Au pays des Pâtures, les bœufs et les moutons
À la constitution avaient donc voté non.
Méléagre le dindon*, un ancien président
Du peuple des Pâtures (il était là avant
Que la Teigne** ne le renvoie à ses volcans)
Méléagre le dindon était fort mécontent
Que le peuple ignorant rejetât ses écrits.
Mais il se vengerait, c'est ce qu'il avait dit.

La vengeance convient surtout aux psychrophiles
Et aux peuples béats pendant qu'on les enfile.
Virus convoqua donc députés et barbons
Afin qu'ils votassent tous comme un seul mouton,
Le texte nouveau-né, mais cloné de l'ancien
À la virgule près, car les politiciens
Voulaient, sans l'avoir lu, que le peuple bâillonné
N'ait pas son mot à dire et se taise à jamais.

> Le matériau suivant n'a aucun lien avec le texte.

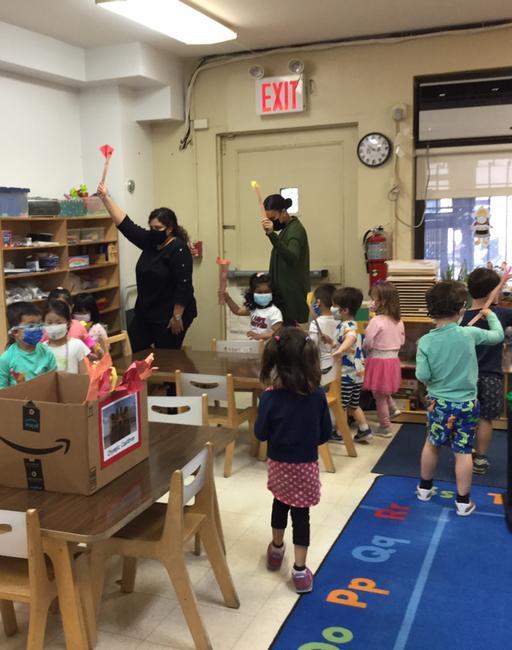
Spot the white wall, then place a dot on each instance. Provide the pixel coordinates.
(40, 136)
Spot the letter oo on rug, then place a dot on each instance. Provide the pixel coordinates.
(372, 553)
(338, 635)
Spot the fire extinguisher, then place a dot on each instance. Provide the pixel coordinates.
(375, 245)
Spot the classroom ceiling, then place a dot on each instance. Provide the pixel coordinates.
(259, 24)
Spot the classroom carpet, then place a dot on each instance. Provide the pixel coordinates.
(402, 458)
(410, 575)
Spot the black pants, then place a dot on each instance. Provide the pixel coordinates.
(300, 521)
(143, 335)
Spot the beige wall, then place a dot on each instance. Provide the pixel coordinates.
(352, 85)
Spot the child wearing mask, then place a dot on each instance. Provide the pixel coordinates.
(25, 357)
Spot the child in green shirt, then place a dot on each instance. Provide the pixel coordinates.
(25, 357)
(446, 363)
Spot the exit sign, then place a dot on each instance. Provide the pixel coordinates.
(275, 95)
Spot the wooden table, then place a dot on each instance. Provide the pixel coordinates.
(69, 518)
(244, 368)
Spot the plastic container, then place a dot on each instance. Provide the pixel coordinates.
(91, 234)
(78, 261)
(14, 201)
(72, 208)
(94, 205)
(73, 235)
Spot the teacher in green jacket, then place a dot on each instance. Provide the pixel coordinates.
(289, 260)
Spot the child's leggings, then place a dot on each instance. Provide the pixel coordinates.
(300, 521)
(385, 403)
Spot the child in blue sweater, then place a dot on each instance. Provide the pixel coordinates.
(294, 418)
(446, 363)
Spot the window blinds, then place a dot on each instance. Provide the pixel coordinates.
(464, 173)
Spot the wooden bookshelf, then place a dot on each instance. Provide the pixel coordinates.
(103, 276)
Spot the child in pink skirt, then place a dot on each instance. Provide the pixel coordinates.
(294, 418)
(384, 337)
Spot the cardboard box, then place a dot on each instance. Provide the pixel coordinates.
(50, 440)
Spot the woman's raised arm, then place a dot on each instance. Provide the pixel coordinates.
(113, 209)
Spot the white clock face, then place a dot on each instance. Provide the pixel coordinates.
(374, 149)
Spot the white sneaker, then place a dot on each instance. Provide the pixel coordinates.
(424, 494)
(465, 509)
(383, 432)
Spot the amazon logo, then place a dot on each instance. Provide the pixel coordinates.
(64, 443)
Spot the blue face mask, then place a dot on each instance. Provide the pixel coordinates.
(263, 299)
(33, 335)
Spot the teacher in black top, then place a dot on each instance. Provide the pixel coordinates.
(165, 305)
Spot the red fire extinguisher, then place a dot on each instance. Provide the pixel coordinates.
(375, 245)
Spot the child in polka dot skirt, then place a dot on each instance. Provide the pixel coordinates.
(294, 418)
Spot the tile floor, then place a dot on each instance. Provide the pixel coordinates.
(151, 619)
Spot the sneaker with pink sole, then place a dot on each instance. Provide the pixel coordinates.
(303, 581)
(274, 557)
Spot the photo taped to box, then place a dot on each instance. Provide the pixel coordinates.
(119, 427)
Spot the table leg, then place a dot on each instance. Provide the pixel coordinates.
(70, 604)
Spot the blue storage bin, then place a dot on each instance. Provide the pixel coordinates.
(14, 201)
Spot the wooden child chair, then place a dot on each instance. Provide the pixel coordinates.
(161, 531)
(246, 346)
(27, 577)
(221, 389)
(243, 346)
(191, 410)
(122, 338)
(340, 417)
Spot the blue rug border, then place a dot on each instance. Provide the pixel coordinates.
(377, 477)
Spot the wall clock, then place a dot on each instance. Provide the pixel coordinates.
(374, 149)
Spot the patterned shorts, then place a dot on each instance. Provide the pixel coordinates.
(490, 396)
(453, 424)
(350, 395)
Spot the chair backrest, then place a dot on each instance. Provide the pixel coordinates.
(191, 383)
(195, 468)
(13, 534)
(200, 488)
(191, 409)
(245, 346)
(330, 376)
(123, 338)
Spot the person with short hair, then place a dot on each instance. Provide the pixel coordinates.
(481, 283)
(259, 305)
(289, 260)
(25, 357)
(383, 338)
(166, 305)
(322, 329)
(446, 363)
(349, 349)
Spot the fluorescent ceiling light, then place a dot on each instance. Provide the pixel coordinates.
(172, 18)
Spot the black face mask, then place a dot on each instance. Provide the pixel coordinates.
(157, 237)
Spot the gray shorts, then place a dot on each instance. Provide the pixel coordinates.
(350, 395)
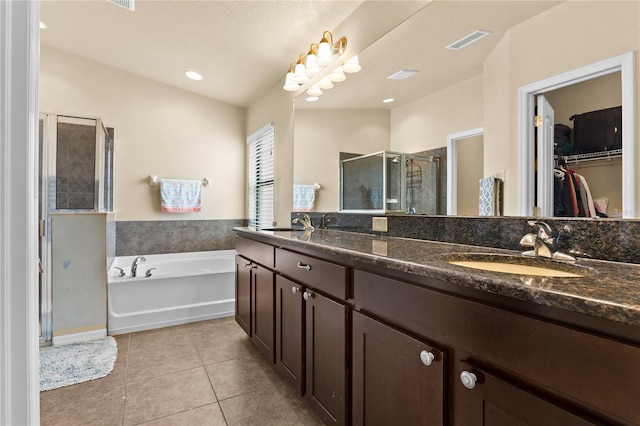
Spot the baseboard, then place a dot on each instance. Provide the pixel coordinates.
(66, 339)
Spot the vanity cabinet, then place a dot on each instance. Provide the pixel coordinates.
(312, 332)
(397, 379)
(255, 293)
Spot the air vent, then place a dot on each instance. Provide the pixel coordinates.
(468, 39)
(127, 4)
(402, 74)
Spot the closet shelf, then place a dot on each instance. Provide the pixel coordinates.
(590, 156)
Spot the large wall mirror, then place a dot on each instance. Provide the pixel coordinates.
(475, 87)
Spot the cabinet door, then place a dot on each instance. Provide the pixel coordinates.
(396, 379)
(486, 399)
(289, 322)
(326, 357)
(243, 293)
(263, 312)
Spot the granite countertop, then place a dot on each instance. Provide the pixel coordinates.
(609, 290)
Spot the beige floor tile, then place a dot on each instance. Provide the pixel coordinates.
(166, 395)
(265, 407)
(209, 415)
(238, 376)
(90, 403)
(151, 357)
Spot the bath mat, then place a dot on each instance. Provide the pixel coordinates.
(76, 362)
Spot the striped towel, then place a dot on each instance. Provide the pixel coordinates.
(180, 196)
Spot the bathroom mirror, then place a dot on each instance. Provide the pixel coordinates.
(352, 118)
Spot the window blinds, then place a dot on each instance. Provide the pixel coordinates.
(261, 177)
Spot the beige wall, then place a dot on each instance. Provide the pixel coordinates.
(424, 124)
(569, 36)
(321, 135)
(159, 130)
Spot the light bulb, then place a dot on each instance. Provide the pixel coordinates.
(325, 83)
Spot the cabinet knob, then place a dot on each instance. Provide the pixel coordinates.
(303, 266)
(427, 357)
(468, 379)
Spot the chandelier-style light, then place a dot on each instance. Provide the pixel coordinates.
(319, 56)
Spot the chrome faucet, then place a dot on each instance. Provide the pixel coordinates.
(304, 220)
(544, 243)
(134, 265)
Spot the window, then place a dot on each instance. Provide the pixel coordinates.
(261, 173)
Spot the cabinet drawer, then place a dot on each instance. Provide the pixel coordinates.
(320, 274)
(594, 370)
(253, 250)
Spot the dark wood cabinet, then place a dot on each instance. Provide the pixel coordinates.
(487, 400)
(262, 312)
(243, 293)
(397, 379)
(326, 357)
(289, 332)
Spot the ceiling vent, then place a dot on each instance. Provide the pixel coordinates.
(402, 74)
(127, 4)
(468, 39)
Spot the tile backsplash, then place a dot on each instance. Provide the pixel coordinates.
(603, 239)
(175, 236)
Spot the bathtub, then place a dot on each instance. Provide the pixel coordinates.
(183, 288)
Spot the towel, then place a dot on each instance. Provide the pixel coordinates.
(490, 197)
(180, 196)
(304, 198)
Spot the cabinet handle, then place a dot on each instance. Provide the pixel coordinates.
(468, 379)
(303, 266)
(427, 357)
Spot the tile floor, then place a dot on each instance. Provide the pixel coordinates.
(206, 373)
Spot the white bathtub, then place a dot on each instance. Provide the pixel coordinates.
(184, 287)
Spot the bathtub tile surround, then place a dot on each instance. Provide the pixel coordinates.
(208, 389)
(603, 239)
(174, 236)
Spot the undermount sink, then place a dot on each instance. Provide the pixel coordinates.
(518, 265)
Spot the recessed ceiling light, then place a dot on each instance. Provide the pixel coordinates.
(467, 40)
(402, 74)
(193, 75)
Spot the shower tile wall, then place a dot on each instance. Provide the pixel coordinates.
(75, 167)
(180, 236)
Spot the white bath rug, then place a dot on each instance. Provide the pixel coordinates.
(76, 362)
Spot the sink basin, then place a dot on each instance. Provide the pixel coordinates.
(517, 265)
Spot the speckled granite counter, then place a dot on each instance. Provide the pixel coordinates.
(611, 291)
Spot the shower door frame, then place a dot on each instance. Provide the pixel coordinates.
(47, 205)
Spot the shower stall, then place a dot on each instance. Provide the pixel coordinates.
(390, 182)
(75, 175)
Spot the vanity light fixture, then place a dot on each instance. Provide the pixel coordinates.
(193, 75)
(319, 56)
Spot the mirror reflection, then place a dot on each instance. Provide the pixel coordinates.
(478, 88)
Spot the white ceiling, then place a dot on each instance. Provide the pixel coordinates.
(243, 48)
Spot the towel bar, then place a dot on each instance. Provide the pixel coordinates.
(155, 180)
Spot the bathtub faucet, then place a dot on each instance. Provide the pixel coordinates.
(134, 265)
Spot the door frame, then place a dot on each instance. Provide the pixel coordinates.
(452, 166)
(526, 100)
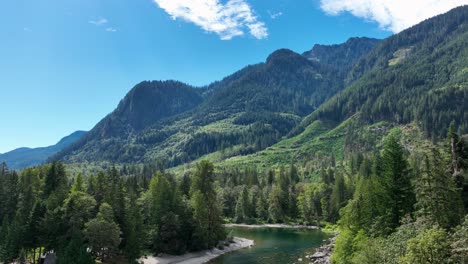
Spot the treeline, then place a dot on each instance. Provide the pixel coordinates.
(105, 215)
(407, 208)
(282, 196)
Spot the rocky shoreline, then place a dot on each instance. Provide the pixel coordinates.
(198, 257)
(273, 226)
(322, 254)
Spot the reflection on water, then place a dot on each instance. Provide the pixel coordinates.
(272, 245)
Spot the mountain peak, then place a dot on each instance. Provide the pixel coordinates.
(342, 54)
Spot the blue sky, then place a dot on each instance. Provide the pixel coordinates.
(65, 64)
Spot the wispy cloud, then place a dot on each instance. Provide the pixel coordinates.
(392, 15)
(99, 22)
(228, 20)
(111, 29)
(274, 15)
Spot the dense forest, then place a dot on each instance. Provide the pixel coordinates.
(367, 138)
(394, 205)
(105, 215)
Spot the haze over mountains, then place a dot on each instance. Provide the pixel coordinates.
(259, 105)
(25, 157)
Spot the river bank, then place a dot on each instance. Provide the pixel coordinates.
(199, 257)
(322, 255)
(274, 226)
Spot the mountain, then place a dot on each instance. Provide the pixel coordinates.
(416, 80)
(25, 157)
(419, 75)
(241, 114)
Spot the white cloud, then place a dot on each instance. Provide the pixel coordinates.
(274, 15)
(393, 15)
(99, 22)
(228, 19)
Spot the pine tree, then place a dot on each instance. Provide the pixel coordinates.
(206, 213)
(396, 181)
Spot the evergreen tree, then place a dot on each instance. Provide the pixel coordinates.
(206, 213)
(396, 181)
(438, 199)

Députés et barbons d'un même commun accord
S'accordèrent ainsi pour mettre enfin à mort
Une démocratie déjà bien moribonde
Au prétexte valable qu'elle empêchait le monde
Des affaires et le leur de tourner à leur guise,
D'être auprès des puissants leurs laquais d'entremise,
De récolter des miettes, à peine des oboles,
Sans entendre gronder le chant des carmagnoles.

Par ce déni infâme qu'ils avaient fait aux bêtes,
Ils offraient les raisons d'une rébellion ouverte.
Le vote dans les urnes ne valait donc plus rien !
Les moutons et les bœufs, traités comme des chiens,
Auraient-ils le courage encore de protester,
De mordre, d'encorner, de ruer et piétiner
Ceux qui les trahissaient en s'emplissant la panse
En criant dans les prés : " Mais que la fête commence ! "

6 février 2008 / «® / ©»



* Méléagre le Dindon, ancien président des Pâtures les avait fait se plier de rire en leur disant "au revoir".
** Virus est président des Pâtures.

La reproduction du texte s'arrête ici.